A cashless claim facility in health insurance allows policyholders to receive medical treatment at network hospitals without making direct payment for covered medical expenses. Under this arrangement, the insurance company settles eligible hospitalization costs directly with the hospital, subject to policy terms and conditions. The cashless claim process reduces the financial burden on patients during medical emergencies and ensures timely access to healthcare services. To avail this facility, the insured must seek treatment at a network hospital and obtain authorization from the insurer or Third Party Administrator (TPA). It is one of the most convenient and widely used features of health insurance.
Cashless Claim Procedure in Health Insurance:
1. Selection of a Network Hospital
The first step in the cashless claim process is selecting a hospital that is part of the insurer’s network. Insurance companies maintain a list of approved hospitals where cashless treatment facilities are available. The policyholder should verify the hospital’s network status before admission. Choosing a network hospital is essential because cashless claims are generally not available at non network hospitals. The hospital’s insurance desk assists the insured in completing the required formalities. Proper selection of a network hospital ensures smooth claim processing and enables the insured to receive treatment without making upfront payments for covered expenses.

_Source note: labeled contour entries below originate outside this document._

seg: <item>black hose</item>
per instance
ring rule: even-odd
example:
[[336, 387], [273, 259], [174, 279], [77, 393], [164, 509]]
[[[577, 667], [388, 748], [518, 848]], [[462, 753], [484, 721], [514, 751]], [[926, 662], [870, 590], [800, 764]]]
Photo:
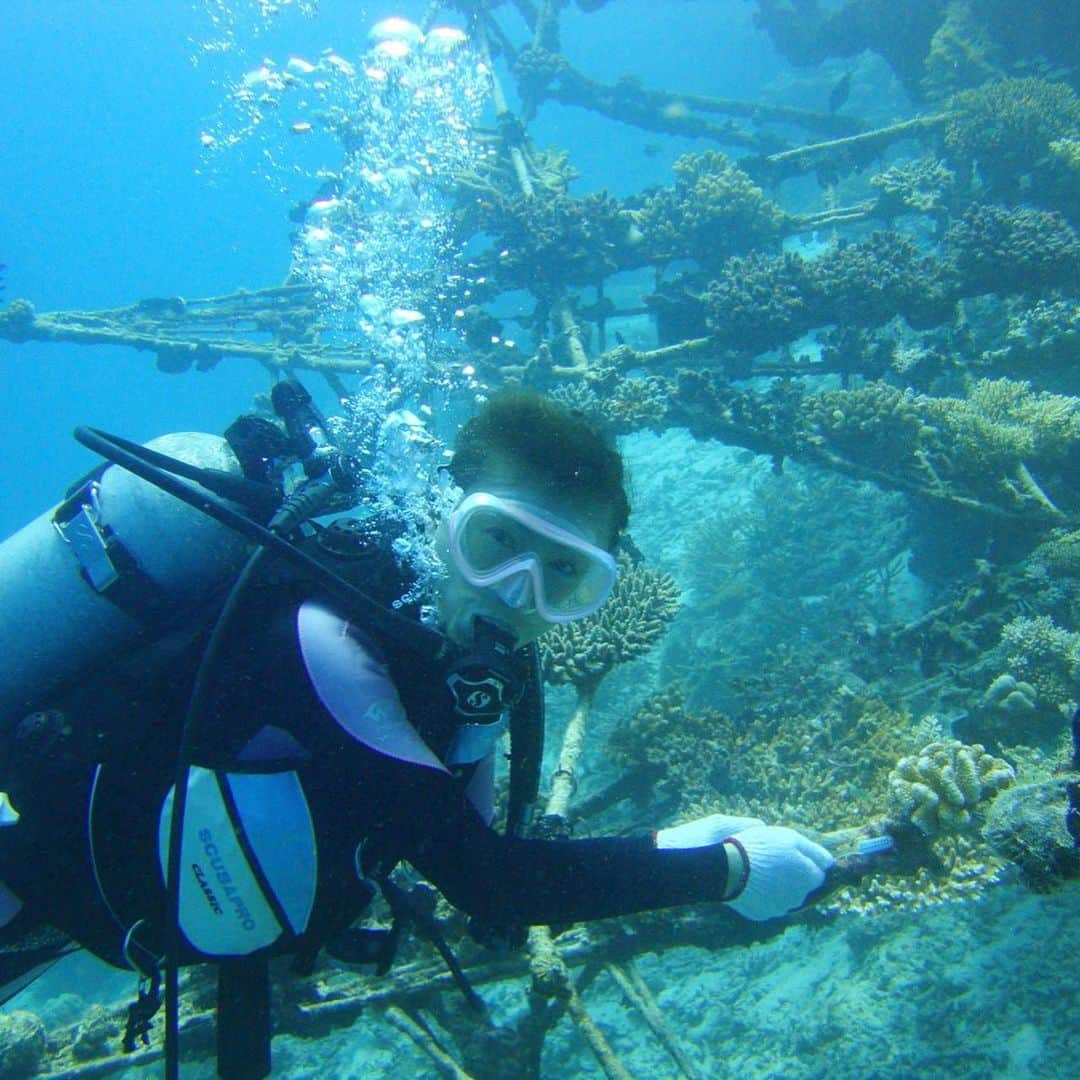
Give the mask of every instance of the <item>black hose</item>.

2. Submission of Health Insurance Details
At the time of admission, the insured person must provide the health insurance card, policy number, identity proof, and other required documents to the hospital’s insurance desk. These details help the hospital verify the policy and initiate the cashless claim process. Accurate information is necessary to avoid delays in claim approval. The hospital forwards the relevant documents to the insurer or Third Party Administrator for verification. Providing complete and correct insurance details ensures that the claim request is processed efficiently and that the policyholder can avail the benefits available under the health insurance policy.
3. Pre Authorization Request
The hospital prepares and submits a pre authorization request form to the insurance company or TPA. This form contains details regarding the patient’s medical condition, diagnosis, proposed treatment, estimated expenses, and hospitalization requirements. The insurer reviews the information to determine whether the treatment is covered under the policy. In planned hospitalizations, the request is usually submitted before admission, while in emergencies it is sent shortly after admission. Pre authorization is a crucial step because it enables the insurer to assess eligibility and approve the cashless treatment facility before major medical expenses are incurred.
4. Claim Evaluation and Approval
After receiving the pre authorization request, the insurer or TPA evaluates the claim based on policy coverage, exclusions, waiting periods, and medical necessity. The insurer may seek additional information or clarification from the hospital if required. Once satisfied, the insurer approves the claim and communicates the approved amount to the hospital. This approval allows the insured to continue treatment without making direct payments for covered expenses. Proper evaluation ensures that claims are processed according to policy conditions and helps prevent misuse of insurance benefits while protecting the interests of both the insurer and policyholder.
5. Hospitalization and Treatment
Once approval is received, the patient undergoes hospitalization and treatment as recommended by the medical professionals. During this period, the hospital maintains records of medical procedures, medicines, diagnostic tests, and other expenses. The insurer remains informed about the treatment and approved costs. The policyholder can focus on recovery without worrying about arranging immediate funds for covered medical expenses. Any costs not covered by the policy, such as exclusions or non medical expenses, may still have to be paid by the insured. This stage represents the actual utilization of the cashless health insurance benefit.
6. Settlement of Hospital Bills
After treatment is completed and the patient is discharged, the hospital prepares the final bill and submits it to the insurer or TPA for settlement. The insurer reviews the expenses and pays the approved amount directly to the hospital. The policyholder is generally required to pay only the expenses that are not covered under the policy. Direct settlement reduces financial stress and simplifies the reimbursement process. Once the payment is completed, the claim is considered settled. This final step ensures that eligible hospitalization expenses are handled efficiently through the cashless claim facility.